Let me introduce you into the idea behind Fair Trek first.
“Fair Trek is a community-based tourism initiative that works with local communities to create authentic travel experiences that leave a positive impact. We bridge the gap between local and tourist to help residents benefit directly from tourism and to share the real Laos with visitors.”As they introduce themselves on their website (click!).
The village is at the very end of a dirt road leading southern from Luang Prabang, passes Nahm Dong park and a water reserve. From there it continues into the southern hills, so the village is way higher than Luang Prabang, maybe 500m a.s.l., so about 200m above Luang Prabang – but that is just a guess.
It is devided in two parts and inhabited by ethnic groups of Lao and Hmong. It seems that – viewed from the street – the first part is the older one and occupied from the Lao ethnic group, while the second is of the Hmong. Houses in the first part are mostly built with stone, in the second part, wood is the dominant building material – here, too, most of the pictures were made, which we present here.
Between this two parts, there is a field and a school. Since it is the villages only school, it is obvious that children of both groups share classes. School is only in the morning and during the brakes it produces noise that sounds like an outdoor pool.
In the Hmong part of the village is no reliable water supply, so the bungalow marks an exception with its own watertank that is refilled from time to time for the customer to have running water in the bathroom. That enables to have a private shower while the rest of the village meets at one of a few wells for refreshing themselves.
Of course there is no internet up there, but most of the families own a TV to watch for example some kind of scripted-reality-TV, like our hosts – a really nice and dedicated family – did.
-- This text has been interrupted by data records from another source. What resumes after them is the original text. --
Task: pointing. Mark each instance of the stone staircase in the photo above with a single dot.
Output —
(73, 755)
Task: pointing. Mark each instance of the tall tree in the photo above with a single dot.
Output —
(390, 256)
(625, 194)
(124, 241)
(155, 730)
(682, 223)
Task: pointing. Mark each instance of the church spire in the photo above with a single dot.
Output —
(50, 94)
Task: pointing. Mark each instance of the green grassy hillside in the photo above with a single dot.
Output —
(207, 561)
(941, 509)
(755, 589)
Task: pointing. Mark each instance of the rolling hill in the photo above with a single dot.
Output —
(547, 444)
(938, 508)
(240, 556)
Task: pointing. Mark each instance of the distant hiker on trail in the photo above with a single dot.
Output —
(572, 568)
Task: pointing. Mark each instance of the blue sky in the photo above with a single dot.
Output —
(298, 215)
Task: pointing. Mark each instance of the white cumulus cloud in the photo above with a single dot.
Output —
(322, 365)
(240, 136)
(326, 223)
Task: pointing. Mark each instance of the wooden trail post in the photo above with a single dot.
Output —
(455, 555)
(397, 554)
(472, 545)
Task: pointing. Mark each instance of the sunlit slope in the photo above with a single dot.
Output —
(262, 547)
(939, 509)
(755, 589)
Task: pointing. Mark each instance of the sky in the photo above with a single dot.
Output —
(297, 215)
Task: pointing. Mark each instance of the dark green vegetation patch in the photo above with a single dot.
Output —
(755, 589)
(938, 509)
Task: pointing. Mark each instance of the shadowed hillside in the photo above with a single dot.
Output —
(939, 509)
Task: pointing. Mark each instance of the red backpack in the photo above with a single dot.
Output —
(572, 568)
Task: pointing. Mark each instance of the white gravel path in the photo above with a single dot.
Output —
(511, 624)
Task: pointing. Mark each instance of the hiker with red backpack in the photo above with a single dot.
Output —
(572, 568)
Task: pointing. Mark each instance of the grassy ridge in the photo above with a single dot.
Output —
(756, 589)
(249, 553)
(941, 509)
Some of the Hmong villagers also used some kind of candybar phones, popular in this occasion was to use a song from the german composer Schubert – “die Forelle” – as ringtone , which was very unexpected for us.
There are some street shops, like they are common everywhere around here, some families even sell small handicrafts. Along the noon, there are some hiking groups on their way to the Kuang Si waterfalls or visiting the village, but not to many. More dominant than tourists is the impact of animals on the village: grunting geese and pigs, fighting dogs and screaming roosters.
We checked in for the Ban Long Lao Mai Eco Bungalow on Airbnb for two nights. As agreed, we were picked up in the early morning and had an about one hour ride down in the hinterlands of Luang Prabang.
Once you arrive in the village, the inhabitants take over the supply. So after discussing the most important things with them, we had almost the whole day left to reconnoiter the ground and village. We used this time to do our report for the Fair Trek team with the emphasis on the condition of the bungalow. In between we had lunch and dinner. Upsettingly we had no water in the bathroom the whole day, but after changing a few words (in lao) with our host family they brought us two up to the edge filled buckets from the well.
Next day we had water, food was still good and tasty – sometimes slightly too much egg, but still good. We continued the work on our report at the relaxing reading corner from the bungalow and did a little walk along the fields and woods around the village. In the evening we got neighbours in the second room. After breakfast next day, we were picked up and taken back to Luang Prabang again.
We both agree that this project offers a unique opportunity to get to know the country and the culture. Due to the fact that the village takes over the supply on site the project is alive and further developments remain exciting. We really appreciate having had this opportunity, thanks to the guys from Fair Trek. To go to the bungalow and live there, but to pursue an order at the same time brought us the project even closer and made a great experience.